Talvez por estar a ver que Passos e Portas, o que obedece à sua consciência,
não teriam percebido a parte do discurso em que demonstrava que já não contava
com eles, talvez por não estar a gostar do espectáculo degradante que estava a
ser levado à cena no hemiciclo, em que um ex-ministro demissionário ou ex-futuro
vice-primeiro-ministro ou actual ninguém sabe o quê discursava, ex-futuros
ex-ministros sorriam como se nada fosse, ex-futuros ministros fantasmas pairavam
sobre a sala e um primeiro-ministro reafirmava o sucesso da sua política sem
sequer sorrir, o Presidente da República fez um comunicado durante o debate do
Estado da Nação ordenando aos partidos que se despachassem.
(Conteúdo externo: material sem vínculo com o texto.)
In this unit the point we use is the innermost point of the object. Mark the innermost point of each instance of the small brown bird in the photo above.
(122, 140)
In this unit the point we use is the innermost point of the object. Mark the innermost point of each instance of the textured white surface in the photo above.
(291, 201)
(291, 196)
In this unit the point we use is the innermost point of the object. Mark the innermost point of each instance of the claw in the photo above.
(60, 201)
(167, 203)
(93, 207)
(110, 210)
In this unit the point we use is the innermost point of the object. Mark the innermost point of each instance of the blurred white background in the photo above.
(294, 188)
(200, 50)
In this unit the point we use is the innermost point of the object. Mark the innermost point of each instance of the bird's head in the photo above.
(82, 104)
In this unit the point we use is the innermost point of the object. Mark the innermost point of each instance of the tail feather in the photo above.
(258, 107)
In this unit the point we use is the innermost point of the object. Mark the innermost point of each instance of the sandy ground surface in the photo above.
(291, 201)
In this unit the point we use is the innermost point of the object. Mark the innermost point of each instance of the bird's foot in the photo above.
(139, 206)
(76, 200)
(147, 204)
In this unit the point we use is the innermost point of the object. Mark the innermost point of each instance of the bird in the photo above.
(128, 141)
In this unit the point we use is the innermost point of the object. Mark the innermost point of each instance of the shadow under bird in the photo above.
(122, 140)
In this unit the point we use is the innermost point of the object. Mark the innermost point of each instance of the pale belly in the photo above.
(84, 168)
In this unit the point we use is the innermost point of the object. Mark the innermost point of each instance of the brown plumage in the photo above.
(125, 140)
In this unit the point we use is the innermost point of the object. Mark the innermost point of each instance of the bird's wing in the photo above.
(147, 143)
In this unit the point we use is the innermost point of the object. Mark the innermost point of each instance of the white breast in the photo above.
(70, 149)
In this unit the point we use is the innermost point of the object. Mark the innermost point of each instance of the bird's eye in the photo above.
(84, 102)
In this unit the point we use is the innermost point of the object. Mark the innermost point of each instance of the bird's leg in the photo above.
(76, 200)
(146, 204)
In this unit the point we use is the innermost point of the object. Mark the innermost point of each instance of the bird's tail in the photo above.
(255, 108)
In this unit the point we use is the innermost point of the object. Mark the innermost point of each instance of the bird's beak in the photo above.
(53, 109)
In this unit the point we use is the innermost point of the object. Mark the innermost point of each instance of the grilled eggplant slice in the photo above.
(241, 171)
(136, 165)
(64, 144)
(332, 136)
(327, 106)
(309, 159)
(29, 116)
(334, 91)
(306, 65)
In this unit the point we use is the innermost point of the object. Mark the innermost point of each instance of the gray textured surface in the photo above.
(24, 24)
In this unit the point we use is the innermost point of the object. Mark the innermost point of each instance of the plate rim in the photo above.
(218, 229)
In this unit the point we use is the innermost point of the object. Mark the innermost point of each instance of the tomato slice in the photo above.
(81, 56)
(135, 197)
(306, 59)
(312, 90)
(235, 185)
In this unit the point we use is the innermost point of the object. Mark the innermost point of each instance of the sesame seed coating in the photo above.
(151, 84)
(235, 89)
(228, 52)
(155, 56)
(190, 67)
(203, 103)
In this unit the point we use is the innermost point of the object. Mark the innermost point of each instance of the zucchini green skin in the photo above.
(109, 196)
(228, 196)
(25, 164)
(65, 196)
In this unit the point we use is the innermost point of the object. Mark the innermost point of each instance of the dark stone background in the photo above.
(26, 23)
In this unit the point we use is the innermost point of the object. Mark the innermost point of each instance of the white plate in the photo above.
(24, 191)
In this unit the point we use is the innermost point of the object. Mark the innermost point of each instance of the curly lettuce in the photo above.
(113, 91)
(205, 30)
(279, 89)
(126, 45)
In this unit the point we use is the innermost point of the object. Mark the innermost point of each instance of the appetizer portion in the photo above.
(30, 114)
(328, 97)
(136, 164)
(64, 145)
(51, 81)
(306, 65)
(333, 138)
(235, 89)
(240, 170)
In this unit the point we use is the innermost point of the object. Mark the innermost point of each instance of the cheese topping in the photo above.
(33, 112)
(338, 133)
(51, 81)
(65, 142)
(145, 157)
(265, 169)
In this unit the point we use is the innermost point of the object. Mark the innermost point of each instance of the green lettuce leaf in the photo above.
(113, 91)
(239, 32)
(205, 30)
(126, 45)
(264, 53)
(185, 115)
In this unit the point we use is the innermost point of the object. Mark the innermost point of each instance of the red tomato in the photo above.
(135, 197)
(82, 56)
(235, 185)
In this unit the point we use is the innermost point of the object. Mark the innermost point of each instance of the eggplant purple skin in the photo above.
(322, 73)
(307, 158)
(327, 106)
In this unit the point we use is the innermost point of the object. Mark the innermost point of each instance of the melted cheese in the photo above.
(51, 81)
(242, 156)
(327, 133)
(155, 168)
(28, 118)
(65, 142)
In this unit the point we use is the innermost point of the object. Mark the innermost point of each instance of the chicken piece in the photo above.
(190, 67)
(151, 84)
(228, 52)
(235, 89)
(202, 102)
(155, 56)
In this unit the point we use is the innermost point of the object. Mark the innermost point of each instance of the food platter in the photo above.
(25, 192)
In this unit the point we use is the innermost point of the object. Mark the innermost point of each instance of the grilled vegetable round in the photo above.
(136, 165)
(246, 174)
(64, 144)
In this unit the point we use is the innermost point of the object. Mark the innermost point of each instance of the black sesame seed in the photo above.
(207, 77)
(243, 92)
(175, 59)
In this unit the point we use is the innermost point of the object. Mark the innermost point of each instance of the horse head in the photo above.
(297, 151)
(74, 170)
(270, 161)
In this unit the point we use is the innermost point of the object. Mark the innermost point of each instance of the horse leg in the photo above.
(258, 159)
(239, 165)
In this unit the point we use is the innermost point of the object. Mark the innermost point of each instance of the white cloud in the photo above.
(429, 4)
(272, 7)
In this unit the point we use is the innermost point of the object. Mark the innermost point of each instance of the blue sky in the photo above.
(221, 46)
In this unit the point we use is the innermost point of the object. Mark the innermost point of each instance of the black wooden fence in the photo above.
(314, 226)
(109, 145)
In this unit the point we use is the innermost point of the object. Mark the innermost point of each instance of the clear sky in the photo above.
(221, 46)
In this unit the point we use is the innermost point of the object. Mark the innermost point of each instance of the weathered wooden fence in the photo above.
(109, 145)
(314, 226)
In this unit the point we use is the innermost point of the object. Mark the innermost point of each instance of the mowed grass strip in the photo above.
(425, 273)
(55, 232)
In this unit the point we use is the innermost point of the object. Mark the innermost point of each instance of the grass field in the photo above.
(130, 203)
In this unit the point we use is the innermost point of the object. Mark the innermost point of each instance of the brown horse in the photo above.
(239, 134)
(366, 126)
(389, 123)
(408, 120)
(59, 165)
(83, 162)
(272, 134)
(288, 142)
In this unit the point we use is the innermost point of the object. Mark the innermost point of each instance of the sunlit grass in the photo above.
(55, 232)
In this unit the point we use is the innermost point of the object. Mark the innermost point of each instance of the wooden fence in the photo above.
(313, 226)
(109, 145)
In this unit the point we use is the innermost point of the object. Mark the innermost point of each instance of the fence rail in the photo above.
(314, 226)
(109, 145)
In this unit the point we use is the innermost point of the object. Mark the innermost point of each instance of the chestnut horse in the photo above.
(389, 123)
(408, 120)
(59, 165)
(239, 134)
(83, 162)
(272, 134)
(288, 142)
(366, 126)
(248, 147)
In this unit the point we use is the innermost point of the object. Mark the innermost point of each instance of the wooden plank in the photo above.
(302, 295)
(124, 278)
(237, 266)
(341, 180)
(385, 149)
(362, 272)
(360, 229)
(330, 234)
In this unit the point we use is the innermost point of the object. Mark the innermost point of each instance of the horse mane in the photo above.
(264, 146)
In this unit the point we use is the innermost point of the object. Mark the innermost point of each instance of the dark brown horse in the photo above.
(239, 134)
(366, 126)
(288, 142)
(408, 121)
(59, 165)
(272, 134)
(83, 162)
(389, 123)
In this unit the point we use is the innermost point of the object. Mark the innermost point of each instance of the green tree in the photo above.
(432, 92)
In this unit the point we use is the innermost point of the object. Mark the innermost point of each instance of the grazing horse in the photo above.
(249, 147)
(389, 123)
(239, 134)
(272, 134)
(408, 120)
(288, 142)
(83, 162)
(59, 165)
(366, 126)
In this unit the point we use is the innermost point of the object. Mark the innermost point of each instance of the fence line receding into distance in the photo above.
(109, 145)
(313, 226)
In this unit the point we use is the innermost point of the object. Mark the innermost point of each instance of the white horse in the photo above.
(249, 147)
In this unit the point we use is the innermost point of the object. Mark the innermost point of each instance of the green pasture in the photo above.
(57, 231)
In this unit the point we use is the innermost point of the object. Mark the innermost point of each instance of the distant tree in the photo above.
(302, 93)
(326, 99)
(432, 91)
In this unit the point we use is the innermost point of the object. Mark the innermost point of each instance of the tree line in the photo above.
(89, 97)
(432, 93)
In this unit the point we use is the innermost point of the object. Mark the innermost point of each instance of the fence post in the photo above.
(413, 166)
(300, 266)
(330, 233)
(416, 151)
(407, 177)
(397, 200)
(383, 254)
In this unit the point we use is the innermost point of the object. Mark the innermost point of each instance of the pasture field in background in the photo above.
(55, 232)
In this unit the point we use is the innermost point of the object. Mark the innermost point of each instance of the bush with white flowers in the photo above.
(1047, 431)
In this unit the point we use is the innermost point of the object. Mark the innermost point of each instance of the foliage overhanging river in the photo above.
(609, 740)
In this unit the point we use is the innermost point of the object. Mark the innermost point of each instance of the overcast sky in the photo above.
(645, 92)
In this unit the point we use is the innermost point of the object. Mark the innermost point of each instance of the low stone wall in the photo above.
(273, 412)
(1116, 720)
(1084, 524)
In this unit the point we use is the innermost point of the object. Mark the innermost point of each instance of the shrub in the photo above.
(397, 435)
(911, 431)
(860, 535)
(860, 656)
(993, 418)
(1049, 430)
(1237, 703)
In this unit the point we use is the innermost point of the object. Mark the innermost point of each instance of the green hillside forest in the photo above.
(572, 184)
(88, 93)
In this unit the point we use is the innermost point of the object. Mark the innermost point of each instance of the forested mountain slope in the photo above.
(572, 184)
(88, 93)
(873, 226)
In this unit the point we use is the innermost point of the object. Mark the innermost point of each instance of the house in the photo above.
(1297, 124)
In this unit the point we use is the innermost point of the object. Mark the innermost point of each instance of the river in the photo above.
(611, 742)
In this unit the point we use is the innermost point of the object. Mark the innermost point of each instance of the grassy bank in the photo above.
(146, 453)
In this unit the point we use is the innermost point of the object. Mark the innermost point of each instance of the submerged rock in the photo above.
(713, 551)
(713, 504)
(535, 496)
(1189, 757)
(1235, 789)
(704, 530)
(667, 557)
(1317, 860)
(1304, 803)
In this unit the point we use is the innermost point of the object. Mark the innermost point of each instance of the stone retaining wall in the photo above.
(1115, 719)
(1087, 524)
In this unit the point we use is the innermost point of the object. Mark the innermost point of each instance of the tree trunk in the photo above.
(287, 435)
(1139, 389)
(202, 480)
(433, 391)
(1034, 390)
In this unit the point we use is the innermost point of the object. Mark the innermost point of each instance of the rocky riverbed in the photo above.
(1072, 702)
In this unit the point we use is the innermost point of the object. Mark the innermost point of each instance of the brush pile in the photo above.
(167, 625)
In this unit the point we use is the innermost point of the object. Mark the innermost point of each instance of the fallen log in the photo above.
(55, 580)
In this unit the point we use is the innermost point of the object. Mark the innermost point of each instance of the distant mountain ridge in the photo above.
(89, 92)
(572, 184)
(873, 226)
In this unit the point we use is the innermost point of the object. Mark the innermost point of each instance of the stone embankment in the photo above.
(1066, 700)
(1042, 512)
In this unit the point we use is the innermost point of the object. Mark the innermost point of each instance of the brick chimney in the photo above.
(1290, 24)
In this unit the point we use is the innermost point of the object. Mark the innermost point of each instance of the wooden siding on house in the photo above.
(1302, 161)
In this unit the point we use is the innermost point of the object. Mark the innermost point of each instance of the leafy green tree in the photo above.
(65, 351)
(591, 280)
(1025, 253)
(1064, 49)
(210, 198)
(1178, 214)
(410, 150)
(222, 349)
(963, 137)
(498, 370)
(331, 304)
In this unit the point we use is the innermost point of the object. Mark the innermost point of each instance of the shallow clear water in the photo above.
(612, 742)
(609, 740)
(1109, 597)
Mais, lembrou que
transmitiu aos líderes dos partidos quais eram os elementos que deviam ser
tomados em conta.
Comunicar aos partidos àquela hora que tinham de chegar depressa a um acordo
e quais eram os elementos que deviam ter em conta foi como dizer que o que se
estava a passar na Assembleia era uma perda de tempo e que ele, e não os
partidos, é que sabia o que estava em causa.
3- Cavaco tinha razão: aquele debate foi uma perda de tempo.
Como também é uma perda de tempo o que ele está, tarde e a más horas, a tentar
fazer. Promover um acordo de regime com estes interlocutores, neste momento, já
não faz sentido. É inútil repetir que a perda de credibilidade em Passos e
Portas é total, que a falta de sentido de Estado dos dois é chocante. É inútil
voltar a lembrar o desastre das políticas. É inútil recordar a carta de Gaspar,
a demissão de Portas, a sucessão de trapalhadas. É demasiado evidente que este
Governo já não governa, apenas estrebucha e que não há remodelação que o
regenere.
Claro que o Presidente sabe que um acordo com esta gente é impossível, que
manter o País onze meses em campanha eleitoral é insustentável, que Seguro não
pode aceitar nenhum tipo de acordo, que o resgate ou outro nome que lhe queiram
dar é inevitável. Cavaco está apenas a fingir que acredita num acordo para que
possa marcar eleições antecipadas agora dizendo que tentou tudo.
Sim, fazer já eleições é uma péssima solução, mas é a melhor de todas. A que
permite limpar o ar, a que permitirá montar uma solução de consenso com alguma
credibilidade, sem estes líderes, portanto.